Amarinder has prima facie ruled out cancelling the recent sand mine auctions under Opposition or media pressure. He has categorically ruled out taking any arbitrary action on the issue.

Any decision would be based on judicious application of law and in the interest of justice, he asserted.

The auctions were transparent, under the supervision of a committee headed by a retired high court judge and two senior officers of the Indian Administrative Service, Amarinder said. The panel sought detailed inputs from the state mining department, following media reports that e-auctions had been compromised to benefit some persons, he added..

Amarinder added that as far as the charges against Rana Gurjit are concerned, the government is awaiting the report of the judicial commission set up to probe the same.

But the Opposition is in no mood to relent and if not sorted out in time, this issue is going to blow up the Assembly proceedings when the session is convened. AAP has already put its foot on the pedal and is accelerating the noise against the government. It has submitted a memorandum to the governor and plans to launch district wise agitations. The Akalis too have been hitting at the government.

The death of KPS Gill

Amarinder has also stirred the hornet's nest with his statements on former Punjab Police director general KPS Gill, who died last week. It is a well-known fact that Gill remains one of the most controversial entities of the dark days of militancy in the state. His persona has also often dominated the political discourse in Panthic politics.

Now with Amarinder exhorting the people of Punjab to emulate the qualities of Gill as a true tribute to the 'great man', people have been left surprised. At Gill's Bhog ceremony in Delhi last week, Amarinder described Gill as a leader who will continue to shine through the sands of time and said in the death of the former DGP he had personally lost a friend.

His words were no different from those of former Amritsar BJP MLA Laxmi Kanta Chawla, who described Gill as the protector of Punjab and the destroyer of militancy, saying his work for Punjab is well recognized by those who had suffered at the hands of terrorism, and those who love the state and support peace.

A change in perception

So far, people saw Amarinder as a leader who stood up in the face of all wrongs. He had resigned from Congress as well as parliament in protest against Operation Bluestar. He had also quit the government led by Surjit Singh Barnala for playing to the tune of Rajiv Gandhi government at the Centre and allowing the searches in the Golden Temple complex by the security forces.

People expected him to extend formal condolences at Gill's demise, but not to sing praises for the former DGP - who is still seen as the face of state terror by many. The Akalis and other Panthic parties are surely going to rake up the issue in the future.

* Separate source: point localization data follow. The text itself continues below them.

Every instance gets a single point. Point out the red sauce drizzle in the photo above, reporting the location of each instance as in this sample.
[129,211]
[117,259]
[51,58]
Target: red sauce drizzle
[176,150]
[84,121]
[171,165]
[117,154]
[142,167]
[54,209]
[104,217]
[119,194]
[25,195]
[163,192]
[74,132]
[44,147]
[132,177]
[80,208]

In fact, this gives credence to the widely discussed phenomenon of the Congress continuing to woo the Hindu voters in Punjab who had shifted loyalty from the SAD-BJP combine ahead of the recent assembly polls following demonetisation and fear of the return of Sikh hardline politics.

Observers say that his constant raking up of Khalistan phenomenon every few days and his attacking overseas Khalistani sympathisers is also a step in this direction. They point out his recent controversial stand on not meeting Canadian defence minister Harjit Sajjan during his visit to India on the grounds that the latter is a `Khalistani sympathiser’.

Observers had at that time also pointed that Amarinder is trying to cave a niche for himself in competitive nationalism.

His stand on welcoming the Army's Chief' General Bipin Rawat's Commendation Card for Major Leetul Gogoi, the officer who used a Kashmiri man as a human shield recently is being seen as another example.

He has gone to the extent of describing himself as a ‘hardliner’ and a ‘soldier’ when he recently called for a zero compromise policy by India against inimical forces across the border, even as he dismissed the Khalistani threats against him, saying he would not allow anyone to disturb the state’s peace.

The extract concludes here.